One night, late, after all the boys had gone to bed, and the house was calm and quiet, Chuck came home and started shouting the minute he opened the front door. He yelled, "Maggy! Get your ass down here and fix me something to eat." In the silence that followed it sounded like everyone was holding their breath. Then he shouted, "Bitch!" And I heard his heavy clomping as he stomped up the stairs. I could hear his voice, but not the words. Then I heard her voice, loud and angry. "Shut up! You'll wake everybody." There was more indistinct shouting and then the sound of scuffling as they progressed down the hall, with curses back and forth. Then the noise of them coming down the stairs--his shoes loud on the hardwood, her voice saying, "No, stop it! You bastard! You're hurting me! Stop it!" Then a crashing sound and he said, "Get up, you stupid bitch!" By the time they entered the kitchen, one thin wall from my bed, I was trembling, thumb jammed into my mouth, eyes shut tight. I could hear her bare feet like little slaps walk to the table, a chair scrape across the floor. I heard him walk to the fridge and the door yanked open, then the sound of one bowl after another hit the floor. I heard breaking glass and a wet, squishy sound as the contents of the fridge were emptied onto the kitchen floor. She would say, "Shit," or "Stop this," but I was sure she was just sitting at the kitchen table smoking, while he dumped everything on the floor. He screamed, "Get up, you fucking bitch," and I heard the chair topple and her knees hit the floor. There were sounds of wrestling on the floor, like something the boys would do. She says, "No" over and over. He calls her names like, "Stupid fucking cow," and "bitch" over and over. Then he shouts, "Clean up this mess you worthless cunt!" and I hear his hard shoes stomp out of the kitchen and across the dinning room and then clomp, clomp, up the stairs, down the hall, and their bedroom door slams.
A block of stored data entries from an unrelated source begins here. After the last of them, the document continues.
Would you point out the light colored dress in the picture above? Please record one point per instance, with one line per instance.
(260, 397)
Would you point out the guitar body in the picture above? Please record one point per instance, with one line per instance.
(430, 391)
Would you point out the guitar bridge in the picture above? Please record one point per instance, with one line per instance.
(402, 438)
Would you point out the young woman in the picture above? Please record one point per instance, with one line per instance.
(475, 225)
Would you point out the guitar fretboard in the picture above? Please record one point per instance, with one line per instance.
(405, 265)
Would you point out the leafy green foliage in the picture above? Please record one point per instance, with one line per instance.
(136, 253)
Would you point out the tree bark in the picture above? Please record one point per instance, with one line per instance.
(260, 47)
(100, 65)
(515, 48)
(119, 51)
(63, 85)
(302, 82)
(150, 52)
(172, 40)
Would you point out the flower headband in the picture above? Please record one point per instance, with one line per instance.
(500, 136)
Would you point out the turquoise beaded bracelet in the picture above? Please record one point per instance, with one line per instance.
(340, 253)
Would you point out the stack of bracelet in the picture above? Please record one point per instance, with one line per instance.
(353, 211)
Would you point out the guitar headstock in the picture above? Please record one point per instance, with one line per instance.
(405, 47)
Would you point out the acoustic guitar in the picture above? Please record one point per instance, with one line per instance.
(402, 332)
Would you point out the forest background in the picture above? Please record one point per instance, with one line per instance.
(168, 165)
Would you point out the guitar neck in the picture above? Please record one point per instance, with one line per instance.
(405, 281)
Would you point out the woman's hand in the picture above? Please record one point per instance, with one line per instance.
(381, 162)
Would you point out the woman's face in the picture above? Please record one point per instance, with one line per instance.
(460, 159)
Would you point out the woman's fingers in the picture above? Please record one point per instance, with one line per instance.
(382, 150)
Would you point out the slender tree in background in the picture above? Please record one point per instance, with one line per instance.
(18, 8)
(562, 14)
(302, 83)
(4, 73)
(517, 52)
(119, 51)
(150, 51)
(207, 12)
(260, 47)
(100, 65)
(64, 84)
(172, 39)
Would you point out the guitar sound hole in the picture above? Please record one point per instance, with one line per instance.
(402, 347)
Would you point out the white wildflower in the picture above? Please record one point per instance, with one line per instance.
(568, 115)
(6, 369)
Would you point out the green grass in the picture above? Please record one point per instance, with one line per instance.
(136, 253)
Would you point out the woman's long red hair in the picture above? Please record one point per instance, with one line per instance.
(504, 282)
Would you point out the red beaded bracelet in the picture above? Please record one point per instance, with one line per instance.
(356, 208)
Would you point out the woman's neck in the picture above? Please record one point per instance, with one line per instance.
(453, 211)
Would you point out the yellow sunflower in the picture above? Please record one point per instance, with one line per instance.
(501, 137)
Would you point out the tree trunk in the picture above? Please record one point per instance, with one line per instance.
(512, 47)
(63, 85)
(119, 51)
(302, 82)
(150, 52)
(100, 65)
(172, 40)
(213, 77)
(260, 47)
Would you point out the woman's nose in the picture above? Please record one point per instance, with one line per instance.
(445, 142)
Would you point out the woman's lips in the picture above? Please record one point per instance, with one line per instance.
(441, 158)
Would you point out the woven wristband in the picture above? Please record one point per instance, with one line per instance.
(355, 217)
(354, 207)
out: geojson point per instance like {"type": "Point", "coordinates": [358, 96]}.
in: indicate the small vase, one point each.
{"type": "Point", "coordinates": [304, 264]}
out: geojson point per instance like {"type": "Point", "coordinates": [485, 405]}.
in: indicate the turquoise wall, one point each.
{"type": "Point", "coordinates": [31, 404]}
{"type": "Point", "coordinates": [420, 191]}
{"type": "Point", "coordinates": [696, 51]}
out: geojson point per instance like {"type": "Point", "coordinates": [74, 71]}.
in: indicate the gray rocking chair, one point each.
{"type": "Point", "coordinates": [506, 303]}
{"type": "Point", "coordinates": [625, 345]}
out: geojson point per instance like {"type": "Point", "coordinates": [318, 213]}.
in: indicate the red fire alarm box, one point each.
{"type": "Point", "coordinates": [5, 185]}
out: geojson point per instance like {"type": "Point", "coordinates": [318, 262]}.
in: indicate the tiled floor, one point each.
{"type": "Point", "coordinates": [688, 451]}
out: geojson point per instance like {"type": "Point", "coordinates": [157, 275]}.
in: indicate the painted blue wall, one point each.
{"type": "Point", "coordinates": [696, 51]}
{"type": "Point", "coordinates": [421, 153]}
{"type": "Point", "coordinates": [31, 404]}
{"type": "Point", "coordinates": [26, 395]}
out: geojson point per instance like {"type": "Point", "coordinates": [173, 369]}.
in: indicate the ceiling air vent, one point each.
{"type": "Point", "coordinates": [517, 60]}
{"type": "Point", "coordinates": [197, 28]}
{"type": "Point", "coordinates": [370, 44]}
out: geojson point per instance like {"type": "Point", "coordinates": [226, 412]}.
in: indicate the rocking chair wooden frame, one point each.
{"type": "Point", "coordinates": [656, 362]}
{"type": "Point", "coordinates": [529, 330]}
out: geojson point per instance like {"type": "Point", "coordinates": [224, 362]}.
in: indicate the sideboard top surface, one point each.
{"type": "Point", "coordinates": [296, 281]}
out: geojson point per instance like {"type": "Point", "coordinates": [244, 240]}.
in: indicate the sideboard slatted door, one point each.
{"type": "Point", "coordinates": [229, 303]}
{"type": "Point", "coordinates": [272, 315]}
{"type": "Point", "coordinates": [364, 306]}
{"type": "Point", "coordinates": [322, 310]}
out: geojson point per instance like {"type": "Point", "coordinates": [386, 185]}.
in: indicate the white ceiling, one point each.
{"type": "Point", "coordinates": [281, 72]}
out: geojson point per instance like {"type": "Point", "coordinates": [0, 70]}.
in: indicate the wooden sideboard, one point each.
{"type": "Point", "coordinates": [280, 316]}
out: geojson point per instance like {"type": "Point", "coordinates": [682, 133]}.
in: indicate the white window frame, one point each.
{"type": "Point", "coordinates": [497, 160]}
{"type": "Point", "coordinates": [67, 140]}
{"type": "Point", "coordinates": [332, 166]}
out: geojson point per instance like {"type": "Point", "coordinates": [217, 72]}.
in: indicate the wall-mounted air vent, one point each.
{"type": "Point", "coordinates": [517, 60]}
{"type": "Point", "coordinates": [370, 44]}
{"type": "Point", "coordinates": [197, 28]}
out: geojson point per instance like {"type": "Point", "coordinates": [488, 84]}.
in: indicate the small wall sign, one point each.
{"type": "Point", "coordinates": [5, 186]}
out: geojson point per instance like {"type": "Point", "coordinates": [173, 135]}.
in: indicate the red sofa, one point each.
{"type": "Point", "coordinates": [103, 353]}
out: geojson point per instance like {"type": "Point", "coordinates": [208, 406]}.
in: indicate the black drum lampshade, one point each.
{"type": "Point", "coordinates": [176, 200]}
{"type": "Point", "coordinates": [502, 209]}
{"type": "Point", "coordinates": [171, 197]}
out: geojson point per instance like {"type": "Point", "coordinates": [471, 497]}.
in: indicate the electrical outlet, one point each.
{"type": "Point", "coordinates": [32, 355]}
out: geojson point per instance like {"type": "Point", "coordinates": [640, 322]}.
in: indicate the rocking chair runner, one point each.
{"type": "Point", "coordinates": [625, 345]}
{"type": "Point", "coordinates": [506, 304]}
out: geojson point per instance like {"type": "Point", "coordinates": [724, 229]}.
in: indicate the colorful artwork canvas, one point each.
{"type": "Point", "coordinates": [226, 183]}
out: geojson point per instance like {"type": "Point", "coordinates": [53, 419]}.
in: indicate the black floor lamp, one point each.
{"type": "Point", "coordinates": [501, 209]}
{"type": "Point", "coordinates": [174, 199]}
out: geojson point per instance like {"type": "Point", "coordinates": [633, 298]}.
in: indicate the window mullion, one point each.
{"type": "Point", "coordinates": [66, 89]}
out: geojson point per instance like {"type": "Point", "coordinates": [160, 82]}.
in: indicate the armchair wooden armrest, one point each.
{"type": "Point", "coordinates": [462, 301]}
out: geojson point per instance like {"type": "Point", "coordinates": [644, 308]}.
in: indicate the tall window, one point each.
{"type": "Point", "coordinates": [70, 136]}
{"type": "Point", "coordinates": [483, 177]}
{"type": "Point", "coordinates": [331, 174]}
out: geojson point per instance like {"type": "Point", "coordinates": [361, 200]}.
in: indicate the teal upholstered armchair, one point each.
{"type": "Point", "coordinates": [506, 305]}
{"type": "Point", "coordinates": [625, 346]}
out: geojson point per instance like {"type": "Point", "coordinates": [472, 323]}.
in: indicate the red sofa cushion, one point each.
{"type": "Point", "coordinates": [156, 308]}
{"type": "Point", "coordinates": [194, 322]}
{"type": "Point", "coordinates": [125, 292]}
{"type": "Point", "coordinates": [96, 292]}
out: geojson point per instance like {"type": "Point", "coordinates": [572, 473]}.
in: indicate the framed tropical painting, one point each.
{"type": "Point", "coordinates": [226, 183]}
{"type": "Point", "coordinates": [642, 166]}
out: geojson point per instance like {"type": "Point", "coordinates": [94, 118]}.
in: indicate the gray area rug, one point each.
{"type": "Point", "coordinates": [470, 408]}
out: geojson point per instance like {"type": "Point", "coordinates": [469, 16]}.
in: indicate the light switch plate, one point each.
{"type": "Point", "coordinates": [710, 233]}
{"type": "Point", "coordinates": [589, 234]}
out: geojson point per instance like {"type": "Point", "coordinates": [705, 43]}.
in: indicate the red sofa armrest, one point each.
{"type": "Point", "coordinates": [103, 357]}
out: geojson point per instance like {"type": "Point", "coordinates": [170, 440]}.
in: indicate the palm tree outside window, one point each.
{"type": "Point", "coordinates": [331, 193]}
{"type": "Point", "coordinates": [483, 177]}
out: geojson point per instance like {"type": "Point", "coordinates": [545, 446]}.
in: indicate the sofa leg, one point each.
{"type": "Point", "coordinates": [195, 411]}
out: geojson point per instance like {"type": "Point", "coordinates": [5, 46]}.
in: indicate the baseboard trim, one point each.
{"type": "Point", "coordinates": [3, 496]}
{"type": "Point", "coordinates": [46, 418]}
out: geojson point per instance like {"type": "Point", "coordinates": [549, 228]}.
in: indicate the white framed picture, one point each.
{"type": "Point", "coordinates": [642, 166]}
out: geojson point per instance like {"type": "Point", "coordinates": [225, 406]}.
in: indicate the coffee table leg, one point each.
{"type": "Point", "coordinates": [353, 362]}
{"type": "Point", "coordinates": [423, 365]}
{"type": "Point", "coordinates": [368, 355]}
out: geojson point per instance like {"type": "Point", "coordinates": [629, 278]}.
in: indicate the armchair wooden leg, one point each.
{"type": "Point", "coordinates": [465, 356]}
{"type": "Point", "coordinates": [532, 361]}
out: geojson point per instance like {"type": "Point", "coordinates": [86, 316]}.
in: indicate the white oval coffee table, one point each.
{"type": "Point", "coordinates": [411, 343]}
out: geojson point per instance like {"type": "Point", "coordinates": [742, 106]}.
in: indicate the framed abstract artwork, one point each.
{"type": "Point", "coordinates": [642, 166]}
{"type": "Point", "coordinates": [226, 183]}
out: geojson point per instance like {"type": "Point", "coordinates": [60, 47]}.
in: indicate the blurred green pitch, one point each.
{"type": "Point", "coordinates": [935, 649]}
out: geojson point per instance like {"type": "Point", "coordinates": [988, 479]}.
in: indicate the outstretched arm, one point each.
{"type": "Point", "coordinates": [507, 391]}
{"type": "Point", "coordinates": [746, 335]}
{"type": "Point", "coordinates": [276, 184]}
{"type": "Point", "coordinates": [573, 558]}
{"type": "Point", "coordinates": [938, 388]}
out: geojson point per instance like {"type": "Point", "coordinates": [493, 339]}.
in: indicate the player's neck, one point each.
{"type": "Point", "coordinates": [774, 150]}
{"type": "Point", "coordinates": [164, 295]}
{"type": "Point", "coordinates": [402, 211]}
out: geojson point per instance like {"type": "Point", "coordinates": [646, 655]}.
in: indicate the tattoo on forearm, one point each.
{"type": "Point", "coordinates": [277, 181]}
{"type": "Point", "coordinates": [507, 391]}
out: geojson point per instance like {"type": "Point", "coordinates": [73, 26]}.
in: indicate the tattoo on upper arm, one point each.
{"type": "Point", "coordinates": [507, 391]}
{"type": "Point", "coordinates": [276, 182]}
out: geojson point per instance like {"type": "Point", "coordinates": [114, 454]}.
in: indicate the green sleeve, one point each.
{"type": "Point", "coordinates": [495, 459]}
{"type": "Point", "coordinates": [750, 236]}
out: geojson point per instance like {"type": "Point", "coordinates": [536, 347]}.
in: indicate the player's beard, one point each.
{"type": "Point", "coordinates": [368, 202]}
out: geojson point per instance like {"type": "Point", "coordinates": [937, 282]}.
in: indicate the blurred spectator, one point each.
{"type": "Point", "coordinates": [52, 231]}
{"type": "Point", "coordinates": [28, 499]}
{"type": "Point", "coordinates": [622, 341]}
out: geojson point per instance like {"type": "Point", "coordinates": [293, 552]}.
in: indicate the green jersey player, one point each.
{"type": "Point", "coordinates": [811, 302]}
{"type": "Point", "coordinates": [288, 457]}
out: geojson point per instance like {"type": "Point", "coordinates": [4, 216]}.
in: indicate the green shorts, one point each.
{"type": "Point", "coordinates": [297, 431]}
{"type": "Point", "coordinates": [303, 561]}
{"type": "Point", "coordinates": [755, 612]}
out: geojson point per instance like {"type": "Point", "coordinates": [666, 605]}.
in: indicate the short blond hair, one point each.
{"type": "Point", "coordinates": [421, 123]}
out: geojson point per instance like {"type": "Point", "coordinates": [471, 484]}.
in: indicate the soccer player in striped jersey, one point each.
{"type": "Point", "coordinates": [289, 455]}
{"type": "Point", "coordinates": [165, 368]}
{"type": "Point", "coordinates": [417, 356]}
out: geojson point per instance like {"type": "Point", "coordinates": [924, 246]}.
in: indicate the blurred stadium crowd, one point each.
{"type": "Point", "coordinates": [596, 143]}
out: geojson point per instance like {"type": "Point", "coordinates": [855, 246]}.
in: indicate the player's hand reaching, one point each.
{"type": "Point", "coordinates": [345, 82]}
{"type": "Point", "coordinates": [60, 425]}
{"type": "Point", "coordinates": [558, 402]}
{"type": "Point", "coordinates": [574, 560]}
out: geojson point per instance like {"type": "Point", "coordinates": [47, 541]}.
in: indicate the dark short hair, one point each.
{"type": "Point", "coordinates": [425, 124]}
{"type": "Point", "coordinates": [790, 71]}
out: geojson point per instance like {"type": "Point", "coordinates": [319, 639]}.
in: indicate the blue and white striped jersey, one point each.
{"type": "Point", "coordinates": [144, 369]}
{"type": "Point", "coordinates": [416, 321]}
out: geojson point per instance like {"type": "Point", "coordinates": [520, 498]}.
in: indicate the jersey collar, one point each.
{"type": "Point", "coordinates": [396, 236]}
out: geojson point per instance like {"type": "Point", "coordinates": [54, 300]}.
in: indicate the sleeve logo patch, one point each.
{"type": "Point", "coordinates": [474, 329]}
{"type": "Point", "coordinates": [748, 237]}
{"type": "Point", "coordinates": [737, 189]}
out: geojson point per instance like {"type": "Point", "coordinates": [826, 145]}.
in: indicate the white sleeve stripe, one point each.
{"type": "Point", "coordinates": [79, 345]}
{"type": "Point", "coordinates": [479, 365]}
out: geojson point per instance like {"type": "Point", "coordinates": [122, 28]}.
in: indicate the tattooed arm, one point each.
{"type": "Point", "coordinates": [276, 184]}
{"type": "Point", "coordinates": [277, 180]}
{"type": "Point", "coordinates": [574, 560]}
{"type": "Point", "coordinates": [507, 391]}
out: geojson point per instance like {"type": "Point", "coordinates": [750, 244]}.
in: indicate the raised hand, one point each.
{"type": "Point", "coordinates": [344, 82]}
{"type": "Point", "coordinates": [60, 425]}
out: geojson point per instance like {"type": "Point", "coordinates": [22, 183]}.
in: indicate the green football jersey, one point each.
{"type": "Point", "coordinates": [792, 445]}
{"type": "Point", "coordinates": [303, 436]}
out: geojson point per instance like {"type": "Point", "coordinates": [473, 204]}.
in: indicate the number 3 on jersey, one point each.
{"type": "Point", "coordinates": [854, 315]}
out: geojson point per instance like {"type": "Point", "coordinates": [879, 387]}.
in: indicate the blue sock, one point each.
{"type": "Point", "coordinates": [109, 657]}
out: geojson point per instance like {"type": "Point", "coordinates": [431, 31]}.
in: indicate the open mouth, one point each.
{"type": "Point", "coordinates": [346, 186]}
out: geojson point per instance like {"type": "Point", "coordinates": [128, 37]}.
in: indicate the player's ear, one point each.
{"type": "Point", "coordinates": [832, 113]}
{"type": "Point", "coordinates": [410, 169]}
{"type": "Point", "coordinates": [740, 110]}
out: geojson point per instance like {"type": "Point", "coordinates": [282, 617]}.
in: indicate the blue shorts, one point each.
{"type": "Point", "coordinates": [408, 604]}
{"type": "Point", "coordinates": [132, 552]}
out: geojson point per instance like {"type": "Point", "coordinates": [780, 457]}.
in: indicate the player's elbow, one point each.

Then the only sounds are the quiet ones Maggy makes as she runs water in a bucket. The soft grating sounds as she scrapes the gobs of wet food off the floor and slops it in the trash. The soft muffled sound of a cloth swishing back and forth. Water gurgles down the drain. She picks up the chair and sits down. I hear her Zippo click, hear her intake of breath, a pause, her exhale. I hear my own heart beating. If she were not so fierce, I would want to comfort her. I know how to comfort. You put your arms around the one you love and say, "There, there. It'll be okay. I love you." I cannot tell you how I know this. It has never happened in our house.
In the fall of 1948, Maggy found me a nursery school for disturbed children.